# Matagorda surf fishing cart



## texas skiffaroo (Oct 8, 2013)

Any one know who sells a battery motorized cart for fishing?
Tried dragging a four wheel garden cart through the sand but it was hard on the artificial hip.
Can walk ok but getting too old for the pulling.
Sheriff told me no atv's or golf carts on Matagorda beach, has to be street legal, which means registered inspection and tag.
Might buy a 4wd some day. 
Saw the two wheeler they sell at cabella with the big poly wheels, but you still have to lift and pull.
Didn't ask the sheriff about a mule.
But he would die of heat stroke waiting for me to catch a fish.


----------



## Dtrojcak (Jun 17, 2012)

I can't help you with your question, but I was under the impression that side x sides were allowed on the beach.


----------



## misbhavn (Nov 19, 2010)

Golf carts are street legal with appropriate lighting, rear-view mirror and the orange triangle on the back.


----------



## POCsaltdog (Nov 26, 2014)

You can order from CA and have it shipped. Great product: http://electricbeachwagons.com/


----------



## POCsaltdog (Nov 26, 2014)

Also, my friend copied my design that I bought from Electric Beach Cart. He purchased a 36 volt electric motor (from a scooter store) with two sprockets. Bolted together a frame made out of aluminum angle iron and a aluminum mesh floor. It works really great and it was a relatively simple project. He made in a weekend.


----------



## texas skiffaroo (Oct 8, 2013)

jtupper said:


> Golf carts are street legal with appropriate lighting, rear-view mirror and the orange triangle on the back.

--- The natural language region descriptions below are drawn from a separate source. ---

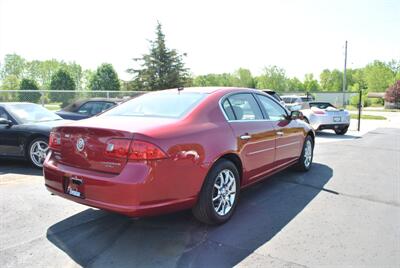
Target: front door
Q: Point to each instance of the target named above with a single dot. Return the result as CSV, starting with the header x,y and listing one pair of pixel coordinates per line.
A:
x,y
289,135
255,135
9,144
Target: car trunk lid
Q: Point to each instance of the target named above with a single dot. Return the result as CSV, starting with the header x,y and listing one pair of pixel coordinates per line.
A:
x,y
85,147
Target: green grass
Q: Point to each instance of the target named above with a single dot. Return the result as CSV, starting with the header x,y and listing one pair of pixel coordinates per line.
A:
x,y
368,117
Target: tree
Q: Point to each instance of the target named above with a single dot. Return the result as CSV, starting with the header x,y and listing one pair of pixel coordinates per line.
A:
x,y
243,78
310,84
162,68
11,82
274,78
331,80
13,65
378,76
105,78
62,81
392,94
28,84
295,85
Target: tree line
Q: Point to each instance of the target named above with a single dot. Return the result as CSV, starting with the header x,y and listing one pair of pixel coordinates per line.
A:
x,y
164,68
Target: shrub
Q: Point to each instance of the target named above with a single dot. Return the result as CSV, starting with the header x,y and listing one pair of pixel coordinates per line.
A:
x,y
62,80
392,94
29,84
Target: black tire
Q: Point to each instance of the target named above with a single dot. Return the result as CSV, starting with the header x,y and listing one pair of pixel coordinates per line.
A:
x,y
34,163
302,164
341,131
204,209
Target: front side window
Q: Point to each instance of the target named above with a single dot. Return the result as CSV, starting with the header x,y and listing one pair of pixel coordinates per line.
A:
x,y
31,113
244,107
274,111
3,114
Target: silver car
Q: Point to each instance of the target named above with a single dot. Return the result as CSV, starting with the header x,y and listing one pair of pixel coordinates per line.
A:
x,y
323,115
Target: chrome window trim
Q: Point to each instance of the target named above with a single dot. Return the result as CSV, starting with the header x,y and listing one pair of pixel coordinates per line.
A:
x,y
242,92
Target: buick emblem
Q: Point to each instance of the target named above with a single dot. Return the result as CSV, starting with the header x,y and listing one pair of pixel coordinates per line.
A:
x,y
80,144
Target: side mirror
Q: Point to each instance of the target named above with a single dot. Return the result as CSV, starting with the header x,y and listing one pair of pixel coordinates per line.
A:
x,y
296,115
4,121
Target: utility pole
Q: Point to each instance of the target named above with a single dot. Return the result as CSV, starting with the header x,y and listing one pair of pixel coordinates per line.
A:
x,y
344,73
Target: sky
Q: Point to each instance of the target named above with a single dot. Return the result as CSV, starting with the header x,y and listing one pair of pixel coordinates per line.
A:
x,y
302,36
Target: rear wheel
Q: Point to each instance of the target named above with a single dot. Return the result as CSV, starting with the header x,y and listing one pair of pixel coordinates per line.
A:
x,y
219,194
341,131
305,160
37,151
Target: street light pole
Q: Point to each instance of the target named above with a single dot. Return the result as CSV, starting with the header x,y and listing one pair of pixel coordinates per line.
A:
x,y
344,73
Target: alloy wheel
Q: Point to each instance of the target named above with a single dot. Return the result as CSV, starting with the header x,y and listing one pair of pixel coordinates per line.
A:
x,y
38,152
224,192
308,153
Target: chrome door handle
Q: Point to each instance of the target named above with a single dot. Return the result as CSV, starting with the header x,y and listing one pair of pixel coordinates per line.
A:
x,y
245,137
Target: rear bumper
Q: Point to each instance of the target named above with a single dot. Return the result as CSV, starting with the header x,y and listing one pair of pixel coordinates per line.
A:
x,y
333,126
139,190
319,122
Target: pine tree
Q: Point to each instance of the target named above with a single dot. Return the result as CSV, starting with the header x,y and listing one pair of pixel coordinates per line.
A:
x,y
162,68
105,78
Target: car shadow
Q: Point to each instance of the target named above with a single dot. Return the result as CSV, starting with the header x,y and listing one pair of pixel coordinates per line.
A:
x,y
332,135
98,238
20,167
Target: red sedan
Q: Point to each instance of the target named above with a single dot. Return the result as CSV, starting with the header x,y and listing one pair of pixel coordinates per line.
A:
x,y
177,149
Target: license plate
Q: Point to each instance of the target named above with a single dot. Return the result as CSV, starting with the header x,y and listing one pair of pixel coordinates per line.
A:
x,y
74,186
337,119
74,193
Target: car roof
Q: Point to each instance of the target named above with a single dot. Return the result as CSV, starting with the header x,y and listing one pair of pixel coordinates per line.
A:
x,y
15,102
209,90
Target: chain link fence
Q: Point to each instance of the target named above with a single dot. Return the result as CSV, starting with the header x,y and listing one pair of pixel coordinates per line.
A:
x,y
56,99
53,99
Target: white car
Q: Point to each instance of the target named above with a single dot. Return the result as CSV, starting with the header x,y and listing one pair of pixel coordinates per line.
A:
x,y
323,115
292,102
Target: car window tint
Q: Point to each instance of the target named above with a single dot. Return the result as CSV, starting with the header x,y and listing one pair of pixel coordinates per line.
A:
x,y
169,104
274,111
85,108
245,107
321,105
107,105
3,114
97,107
228,110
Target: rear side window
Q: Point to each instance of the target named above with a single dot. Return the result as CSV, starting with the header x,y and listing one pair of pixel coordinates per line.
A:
x,y
243,107
321,105
274,111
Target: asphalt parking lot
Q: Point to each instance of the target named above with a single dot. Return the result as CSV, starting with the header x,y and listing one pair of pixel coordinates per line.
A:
x,y
344,212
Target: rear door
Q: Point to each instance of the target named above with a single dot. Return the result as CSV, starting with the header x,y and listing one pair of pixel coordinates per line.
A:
x,y
255,136
289,134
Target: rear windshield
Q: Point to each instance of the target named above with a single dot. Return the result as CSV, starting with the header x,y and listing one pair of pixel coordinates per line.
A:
x,y
289,99
158,104
321,105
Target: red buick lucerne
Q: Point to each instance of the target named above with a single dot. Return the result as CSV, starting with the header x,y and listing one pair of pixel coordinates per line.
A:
x,y
177,149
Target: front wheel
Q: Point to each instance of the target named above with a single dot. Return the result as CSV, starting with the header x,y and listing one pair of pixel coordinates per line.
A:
x,y
37,151
219,194
305,160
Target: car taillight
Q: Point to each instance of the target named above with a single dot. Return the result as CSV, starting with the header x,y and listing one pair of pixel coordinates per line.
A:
x,y
141,150
135,150
54,140
319,112
117,148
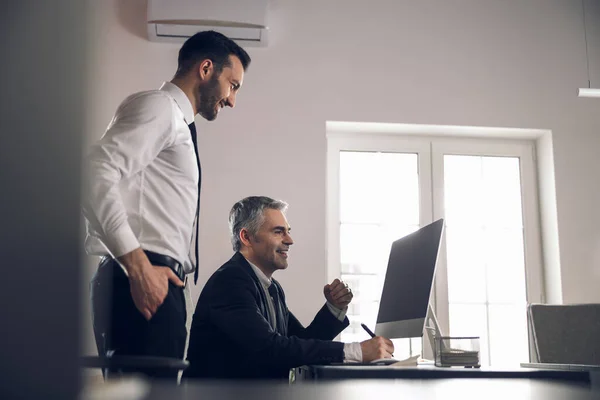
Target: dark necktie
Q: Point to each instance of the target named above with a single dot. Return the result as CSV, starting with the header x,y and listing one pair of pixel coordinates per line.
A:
x,y
192,127
279,317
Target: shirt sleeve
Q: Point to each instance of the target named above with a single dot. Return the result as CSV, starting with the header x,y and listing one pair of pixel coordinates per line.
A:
x,y
339,314
139,131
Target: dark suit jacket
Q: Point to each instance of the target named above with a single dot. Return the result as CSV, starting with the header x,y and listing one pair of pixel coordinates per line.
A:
x,y
231,335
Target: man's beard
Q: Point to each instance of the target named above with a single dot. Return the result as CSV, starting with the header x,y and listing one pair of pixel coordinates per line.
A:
x,y
208,95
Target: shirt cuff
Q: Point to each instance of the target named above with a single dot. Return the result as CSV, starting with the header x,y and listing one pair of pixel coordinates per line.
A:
x,y
122,241
352,352
339,314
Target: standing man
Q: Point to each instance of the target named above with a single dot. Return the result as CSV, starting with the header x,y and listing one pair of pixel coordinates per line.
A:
x,y
142,202
242,328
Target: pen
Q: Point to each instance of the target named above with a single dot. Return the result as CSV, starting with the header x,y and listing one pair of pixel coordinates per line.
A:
x,y
368,330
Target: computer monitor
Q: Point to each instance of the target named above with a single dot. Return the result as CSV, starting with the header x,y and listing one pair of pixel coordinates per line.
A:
x,y
409,282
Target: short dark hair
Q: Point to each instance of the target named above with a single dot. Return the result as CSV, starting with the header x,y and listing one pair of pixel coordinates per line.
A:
x,y
212,45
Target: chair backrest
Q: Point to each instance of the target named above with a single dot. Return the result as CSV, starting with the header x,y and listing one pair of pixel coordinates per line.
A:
x,y
566,334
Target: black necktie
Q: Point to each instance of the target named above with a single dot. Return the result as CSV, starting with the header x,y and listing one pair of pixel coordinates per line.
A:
x,y
279,322
192,127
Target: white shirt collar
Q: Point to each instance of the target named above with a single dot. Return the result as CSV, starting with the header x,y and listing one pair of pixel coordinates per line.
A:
x,y
266,282
181,99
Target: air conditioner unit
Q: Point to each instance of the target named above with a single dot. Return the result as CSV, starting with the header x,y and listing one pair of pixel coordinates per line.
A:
x,y
244,21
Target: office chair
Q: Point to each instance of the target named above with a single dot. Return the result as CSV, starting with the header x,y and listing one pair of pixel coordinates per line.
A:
x,y
116,366
566,334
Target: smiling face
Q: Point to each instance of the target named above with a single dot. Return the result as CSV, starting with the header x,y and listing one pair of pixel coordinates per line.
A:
x,y
268,248
218,90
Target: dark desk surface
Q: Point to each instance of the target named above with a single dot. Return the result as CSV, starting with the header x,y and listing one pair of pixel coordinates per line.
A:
x,y
513,389
349,371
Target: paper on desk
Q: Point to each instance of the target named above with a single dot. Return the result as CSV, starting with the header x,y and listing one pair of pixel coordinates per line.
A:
x,y
408,362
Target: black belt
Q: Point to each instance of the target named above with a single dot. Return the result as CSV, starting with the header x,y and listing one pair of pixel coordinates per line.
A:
x,y
163,261
166,261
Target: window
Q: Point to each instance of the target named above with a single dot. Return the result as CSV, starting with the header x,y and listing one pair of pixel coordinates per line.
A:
x,y
382,187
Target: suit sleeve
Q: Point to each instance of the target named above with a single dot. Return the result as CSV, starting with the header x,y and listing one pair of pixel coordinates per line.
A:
x,y
325,326
234,309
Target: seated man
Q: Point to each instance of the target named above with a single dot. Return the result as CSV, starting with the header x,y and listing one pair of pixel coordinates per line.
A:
x,y
242,327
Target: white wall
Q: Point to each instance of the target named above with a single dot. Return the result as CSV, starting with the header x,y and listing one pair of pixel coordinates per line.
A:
x,y
510,63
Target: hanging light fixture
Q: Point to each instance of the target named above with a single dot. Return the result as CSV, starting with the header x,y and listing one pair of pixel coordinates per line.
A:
x,y
587,92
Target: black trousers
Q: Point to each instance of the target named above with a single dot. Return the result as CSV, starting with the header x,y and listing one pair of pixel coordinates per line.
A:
x,y
120,329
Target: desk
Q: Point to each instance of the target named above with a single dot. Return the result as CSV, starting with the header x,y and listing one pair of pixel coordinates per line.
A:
x,y
464,389
349,371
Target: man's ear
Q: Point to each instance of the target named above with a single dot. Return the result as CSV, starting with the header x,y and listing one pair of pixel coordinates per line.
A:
x,y
205,69
245,237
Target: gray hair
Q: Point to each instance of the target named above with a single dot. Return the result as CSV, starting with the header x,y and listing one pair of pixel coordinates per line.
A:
x,y
248,214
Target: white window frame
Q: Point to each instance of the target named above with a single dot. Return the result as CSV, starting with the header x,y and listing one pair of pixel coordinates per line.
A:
x,y
338,142
525,151
430,151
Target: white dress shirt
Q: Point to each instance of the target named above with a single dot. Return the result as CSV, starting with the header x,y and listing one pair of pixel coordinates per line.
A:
x,y
352,351
142,179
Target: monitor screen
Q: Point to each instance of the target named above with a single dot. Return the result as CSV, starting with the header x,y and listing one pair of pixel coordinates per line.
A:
x,y
409,282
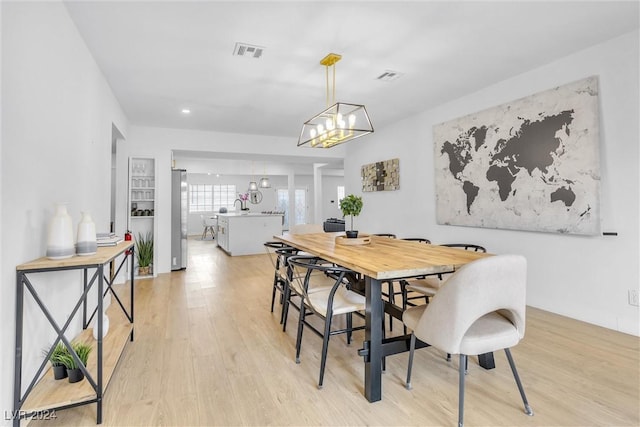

Some Texas beaches allow 4 wheelers and golf carts.
The sheriff in Matagorda said anything on the beach had to have a record of inspection and a license plate.


----------



## texas skiffaroo (Oct 8, 2013)

POCsaltdog said:


> You can order from CA and have it shipped. Great product: http://electricbeachwagons.com/


Couldn't find prices on that web site
What did yours cost and what does it look like.


----------



## misbhavn (Nov 19, 2010)

texas skiffaroo said:


> Some Texas beaches allow 4 wheelers and golf carts.
> The sheriff in Matagorda said anything on the beach had to have a record of inspection and a license plate.


Admittedly, I'm ignorant on this subject, but aren't Texas beaches considered roadways? If so, how can counties restrict what can be driven on the beach if it's legal to drive on a public road? Honest question...


----------